Airbnb insists it’s not in the hotel business, but that won’t stop it from collecting hotel tax. In a ground-breaking announcement, the company on Monday declared it will begin collecting taxes on behalf of its hosts in San Francisco and Portland.
The new policy could help Airbnb make peace with city officials, many of whom are hostile to its “sharing economy” business model. The tax policy will also let Airbnb’s network of hosts, who rent out their homes for short periods of time, gain firm legal footing.
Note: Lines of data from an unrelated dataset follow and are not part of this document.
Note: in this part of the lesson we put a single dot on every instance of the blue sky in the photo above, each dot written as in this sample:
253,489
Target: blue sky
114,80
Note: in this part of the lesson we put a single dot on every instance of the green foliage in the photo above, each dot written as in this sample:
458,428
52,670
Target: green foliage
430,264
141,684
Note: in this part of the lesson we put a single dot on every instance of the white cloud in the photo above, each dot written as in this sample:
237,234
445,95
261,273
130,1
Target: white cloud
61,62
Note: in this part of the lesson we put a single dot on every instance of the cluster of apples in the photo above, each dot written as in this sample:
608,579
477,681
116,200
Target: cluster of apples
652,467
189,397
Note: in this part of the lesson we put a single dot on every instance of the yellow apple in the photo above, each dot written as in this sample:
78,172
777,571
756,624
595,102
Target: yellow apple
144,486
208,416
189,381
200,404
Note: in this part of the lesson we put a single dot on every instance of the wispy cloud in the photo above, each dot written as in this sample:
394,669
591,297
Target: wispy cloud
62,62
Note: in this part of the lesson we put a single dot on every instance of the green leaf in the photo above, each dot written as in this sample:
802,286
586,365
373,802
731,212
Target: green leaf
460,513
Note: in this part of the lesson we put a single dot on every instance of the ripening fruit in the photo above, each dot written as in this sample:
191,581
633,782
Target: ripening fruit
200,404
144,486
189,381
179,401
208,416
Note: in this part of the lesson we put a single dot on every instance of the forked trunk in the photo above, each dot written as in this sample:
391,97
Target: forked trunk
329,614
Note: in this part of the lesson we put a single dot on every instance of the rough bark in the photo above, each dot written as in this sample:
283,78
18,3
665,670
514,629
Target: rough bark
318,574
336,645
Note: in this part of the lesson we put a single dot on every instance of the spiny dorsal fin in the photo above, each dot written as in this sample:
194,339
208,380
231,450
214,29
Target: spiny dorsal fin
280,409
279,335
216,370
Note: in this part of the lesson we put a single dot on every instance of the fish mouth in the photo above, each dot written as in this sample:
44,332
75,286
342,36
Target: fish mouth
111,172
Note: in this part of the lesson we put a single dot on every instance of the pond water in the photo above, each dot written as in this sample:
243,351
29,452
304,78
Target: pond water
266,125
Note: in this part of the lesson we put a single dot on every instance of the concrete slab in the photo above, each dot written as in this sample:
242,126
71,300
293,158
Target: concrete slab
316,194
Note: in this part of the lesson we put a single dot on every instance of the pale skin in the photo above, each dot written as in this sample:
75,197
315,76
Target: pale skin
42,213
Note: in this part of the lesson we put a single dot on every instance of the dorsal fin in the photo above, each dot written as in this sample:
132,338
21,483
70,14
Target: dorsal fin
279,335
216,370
Airbnb announced its tax plans in a company blog post, stating that it didn’t agree with the tax laws, but that “we want to help our hosts follow the rules. It’s good for the government officials who won’t have to identify hosts and collect the taxes themselves: we’ll do the work for them.”
Airbnb says it’s working on operational details but, in practice, the news means Airbnb is poised to begin collecting San Francisco’s 14% hotel tax this summer. The blog post also notes that Airbnb, which may be planning an IPO later this year, is also starting tax collection in Portland.
Meanwhile, the company is still in a regulatory tangle in New York, where the state’s attorney general issued a subpoena last year demanding the identity of its 15,000 or so New York-area hosts. Airbnb is fighting the subpoena in court but, as the Wall Street Journal reported last week, the lawsuit may be on ice as the sides try to reach an agreement.
Last fall, Airbnb offered New York an olive branch of sorts by proposing occupancy taxes and a hotline system to report bad guests. More recently, the Journal reports the company is trying a new tack by telling new mayor Bill de Blasio that taxes from Airbnb could raise $21 million for the city’s homeless shelter.
More broadly, the tax discussions show how the lofty language of the “sharing economy,” often employed by companies like Airbnb and Uber, is starting to meld with the more traditional economy.